Ask HN: What keeps you going? - 3dFlatLander

I suppose everyone goes through times when it's near impossible to get anything done. Many of you on HN have reached success, or are working your asses off to get there.<p>What do you all tell yourselves that keeps you motivated? What thoughts drive you? Do you have heroes whose footsteps you're following? Maybe it's something else that pushes you, but whatever it may be, please share.
======
zkarcher
Maybe it's time to dabble in something new?

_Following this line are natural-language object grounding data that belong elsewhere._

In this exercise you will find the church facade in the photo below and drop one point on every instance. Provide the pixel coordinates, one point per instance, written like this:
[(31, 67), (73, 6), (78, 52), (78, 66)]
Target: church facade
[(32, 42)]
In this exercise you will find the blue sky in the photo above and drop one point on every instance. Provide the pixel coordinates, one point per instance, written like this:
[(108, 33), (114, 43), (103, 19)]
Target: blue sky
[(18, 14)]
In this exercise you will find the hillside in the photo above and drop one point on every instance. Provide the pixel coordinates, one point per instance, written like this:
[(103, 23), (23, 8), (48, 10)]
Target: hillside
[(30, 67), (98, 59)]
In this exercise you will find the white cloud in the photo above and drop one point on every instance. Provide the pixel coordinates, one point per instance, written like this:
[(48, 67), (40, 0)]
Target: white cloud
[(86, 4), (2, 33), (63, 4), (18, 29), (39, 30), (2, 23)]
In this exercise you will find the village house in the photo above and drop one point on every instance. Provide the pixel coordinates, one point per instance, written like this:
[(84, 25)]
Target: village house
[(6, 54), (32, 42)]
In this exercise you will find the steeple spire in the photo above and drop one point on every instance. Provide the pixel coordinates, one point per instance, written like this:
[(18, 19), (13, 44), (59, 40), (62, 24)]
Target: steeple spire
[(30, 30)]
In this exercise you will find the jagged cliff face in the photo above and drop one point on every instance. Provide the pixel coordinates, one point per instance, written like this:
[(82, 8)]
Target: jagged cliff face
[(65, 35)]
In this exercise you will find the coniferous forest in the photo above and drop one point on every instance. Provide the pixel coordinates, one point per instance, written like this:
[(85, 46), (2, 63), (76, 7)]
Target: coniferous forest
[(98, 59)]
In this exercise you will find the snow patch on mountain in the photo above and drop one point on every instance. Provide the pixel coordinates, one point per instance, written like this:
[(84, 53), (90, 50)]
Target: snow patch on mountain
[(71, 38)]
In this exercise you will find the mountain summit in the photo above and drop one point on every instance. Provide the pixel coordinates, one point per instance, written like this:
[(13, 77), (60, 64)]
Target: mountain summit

I've developed many interests over the years -- programming, game design,
interactive development, music theory, soundtracks, cooking, martial arts,
hiking, circuit bending ... I may not have mastered any of these, but my mind
feels limber. I've stopped feeling guilty about putting down a project, and
revisiting it later. That's how I get around mental blocks and ruts. It's
always nice to revisit something with a clear head; old roadblocks tend to
sort themselves out.

Also, your interests can be combined in clever ways. I just finished a new
iPhone app, which combines many of the aforementioned. (Shameless plug: Twang
is an expressive handheld guitar: <http://tinyurl.com/twangapp>).

To me, this is success -- not making scads of money (necessarily), but rather
having a job I love, and the freedom to pursue new interests.

------
pierrefar
Fundamentally what's keeping me going is that I see a big market opportunity.

But on a day-to-day basis, when I really hit a brick wall, I take a break.

I have a "small items to-do list". It's a list of things that individually
would take a short amount of time (say 5min - 3hrs) that I'd like to do "some
day". I do one. Or two. Or 10. This clears my mind and also makes me feel
productive. Also, it's a good break so that when I do get back to the big
thing I'm chasing, I come back with a clear mind and fresh eyes so that I
figure out a way around the brick wall.

Exercise, cooking, watching TV, and other activities also help. Just do what
you feel like doing to re-group and re-energize, and then get back at it.